Forum für Wissenschaft, Industrie und Wirtschaft

Hauptsponsoren:     3M 
Datenbankrecherche:

 

Verkehrssicherheitspreis 2012 für Untersuchung zum Fahrtraining älterer Autofahrer

15.10.2012
Der Verkehrssicherheitspreis des Bundesministers für Verkehr, Bau und Stadtentwicklung wurde am 5. Oktober 2012 in Baden-Baden verliehen.

Den ersten Platz belegte ein Team vom Leibniz-Institut für Arbeitsforschung an der TU Dortmund für seine Untersuchung „Trainierbarkeit der Fahrkompetenz älterer Kraftfahrer im Realverkehr: Eine kontrollgruppenbasierte Evaluationsstudie“.

Dr. Sebastian Poschadel, Dr. Dirk Boenke, Dr. Anke Blöbaum und Silke Rabczinski zeigten, dass die Fahrkompetenz von über 70-jährigen Autofahrern durch ein Fahrtraining im Realverkehr längerfristig erhöht werden kann. Durch das Training erreichten sie ein Niveau, das dem Niveau von Fahrern mittleren Alters entspricht.
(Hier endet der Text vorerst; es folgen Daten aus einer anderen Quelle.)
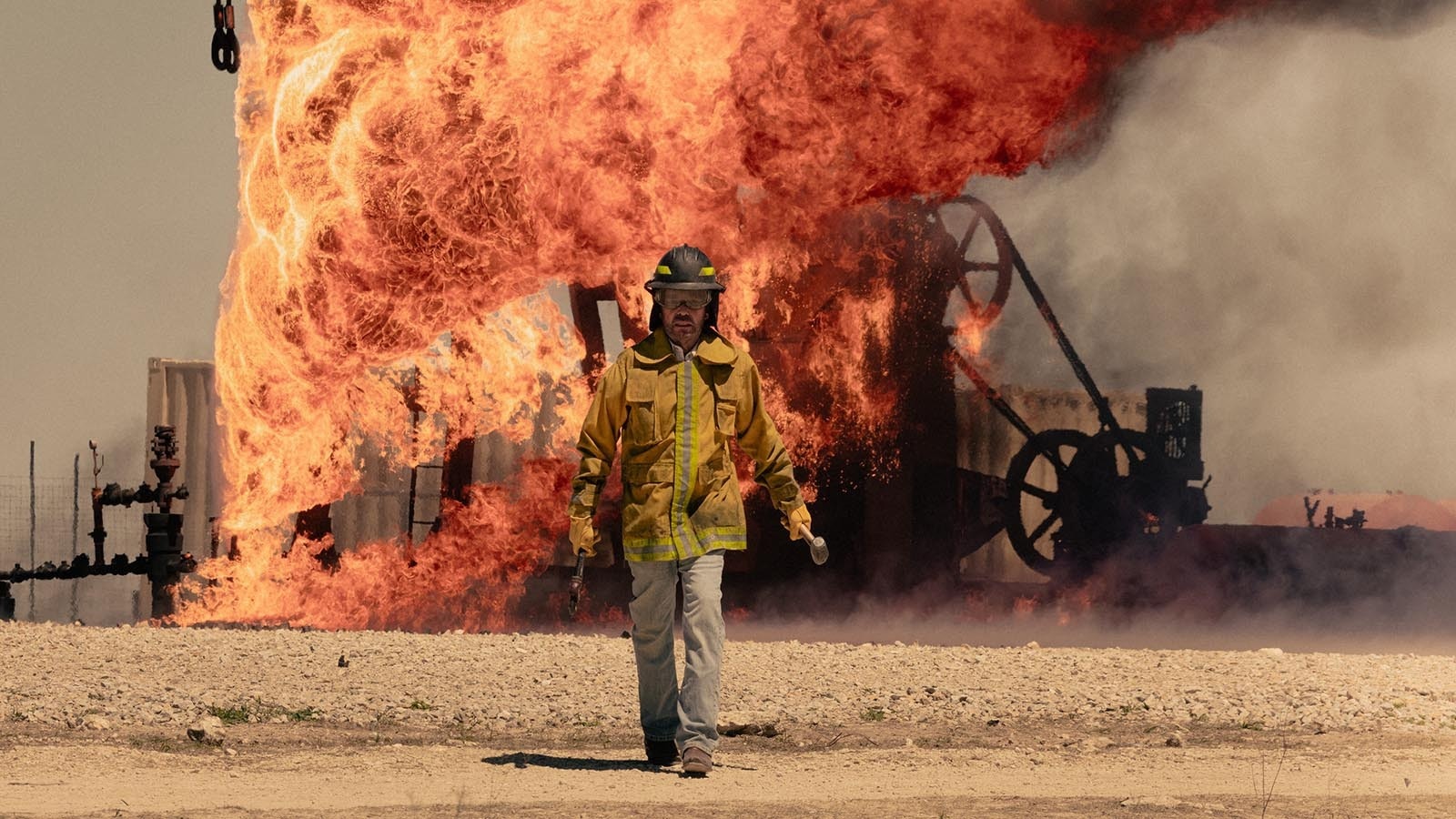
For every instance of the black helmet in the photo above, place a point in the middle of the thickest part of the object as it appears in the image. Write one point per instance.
(684, 267)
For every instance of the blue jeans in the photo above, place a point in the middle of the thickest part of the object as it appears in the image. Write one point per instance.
(688, 716)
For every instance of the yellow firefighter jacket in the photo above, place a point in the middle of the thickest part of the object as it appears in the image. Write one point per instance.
(674, 419)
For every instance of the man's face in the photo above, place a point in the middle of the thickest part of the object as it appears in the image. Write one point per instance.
(683, 314)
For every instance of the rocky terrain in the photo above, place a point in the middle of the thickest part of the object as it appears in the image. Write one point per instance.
(511, 723)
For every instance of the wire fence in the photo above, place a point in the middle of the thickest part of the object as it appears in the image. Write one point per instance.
(53, 525)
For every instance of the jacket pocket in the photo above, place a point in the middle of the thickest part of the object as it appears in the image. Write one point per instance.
(641, 426)
(642, 474)
(727, 407)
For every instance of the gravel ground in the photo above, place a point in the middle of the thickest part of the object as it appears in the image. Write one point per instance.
(213, 723)
(516, 683)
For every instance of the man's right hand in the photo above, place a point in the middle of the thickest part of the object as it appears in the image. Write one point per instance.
(584, 537)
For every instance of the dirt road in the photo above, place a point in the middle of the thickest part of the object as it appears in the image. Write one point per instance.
(543, 724)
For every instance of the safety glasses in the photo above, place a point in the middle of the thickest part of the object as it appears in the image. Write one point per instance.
(672, 300)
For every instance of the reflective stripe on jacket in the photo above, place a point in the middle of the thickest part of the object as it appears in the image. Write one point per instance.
(679, 489)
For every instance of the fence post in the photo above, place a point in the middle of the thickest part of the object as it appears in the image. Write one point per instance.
(76, 522)
(33, 531)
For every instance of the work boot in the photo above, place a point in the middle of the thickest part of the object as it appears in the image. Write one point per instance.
(660, 751)
(696, 763)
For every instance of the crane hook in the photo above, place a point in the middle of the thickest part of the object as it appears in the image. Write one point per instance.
(225, 41)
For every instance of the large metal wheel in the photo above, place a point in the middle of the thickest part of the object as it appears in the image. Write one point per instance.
(1040, 500)
(1074, 497)
(983, 254)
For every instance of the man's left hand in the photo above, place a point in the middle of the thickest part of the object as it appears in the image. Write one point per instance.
(798, 516)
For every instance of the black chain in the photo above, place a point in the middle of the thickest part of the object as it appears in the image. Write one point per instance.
(225, 41)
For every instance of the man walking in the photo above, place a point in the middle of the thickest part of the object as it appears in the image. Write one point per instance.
(674, 399)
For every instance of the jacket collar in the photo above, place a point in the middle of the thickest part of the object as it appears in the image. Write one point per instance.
(713, 349)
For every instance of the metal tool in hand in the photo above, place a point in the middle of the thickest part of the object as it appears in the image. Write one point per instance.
(819, 550)
(575, 586)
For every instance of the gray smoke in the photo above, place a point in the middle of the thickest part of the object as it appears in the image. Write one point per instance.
(1270, 217)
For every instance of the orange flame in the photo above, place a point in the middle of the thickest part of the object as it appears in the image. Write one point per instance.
(415, 172)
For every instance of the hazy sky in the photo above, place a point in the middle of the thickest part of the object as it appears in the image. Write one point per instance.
(1271, 217)
(118, 212)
In der Gesellschaft wird über altersbezogene Regelungen für die Fahrerlaubnis und die Mobilitätssicherung im Alter diskutiert. Damit ist das Ergebnis des Fahrtrainingsprojektes, das den Gedanken der Entwicklungsfähigkeit älterer Fahrerinnen und Fahrer durch Training unterstützt, auch politisch von Bedeutung. Fahrtrainings sowie Feedbackfahrten im Realverkehr bieten die Möglichkeit, die Fahrkompetenz älterer Fahrer zeitlich zu verlängern und hierdurch die individuelle Mobilität und gesellschaftliche Teilhabe zu erhalten.

Die Wirksamkeit eines Fahrtrainings im Realverkehr wurde im Rahmen eines Forschungsprojekts, mit finanzieller Unterstützung durch die Eugen-Otto-Butz-Stiftung untersucht. Projektleiter Sebastian Poschadel: „Wir wollen dazu beitragen, dass ältere Kraftfahrer länger sicher am Straßenverkehr teilnehmen können“.

Die Ergebnisse des Projekts zeigen, dass das Älterwerden nicht zwangsläufig zu einem Ausstieg aus der aktiven Teilnahme am motorisierten Straßenverkehr führen muss.

Über 70-jährige Autofahrer steigerten mit dem Training ihre Fahrkompetenz auf ein Leistungsniveau, das dem jüngerer Autofahrer (Durchschnittsalter 44 Jahre) entspricht.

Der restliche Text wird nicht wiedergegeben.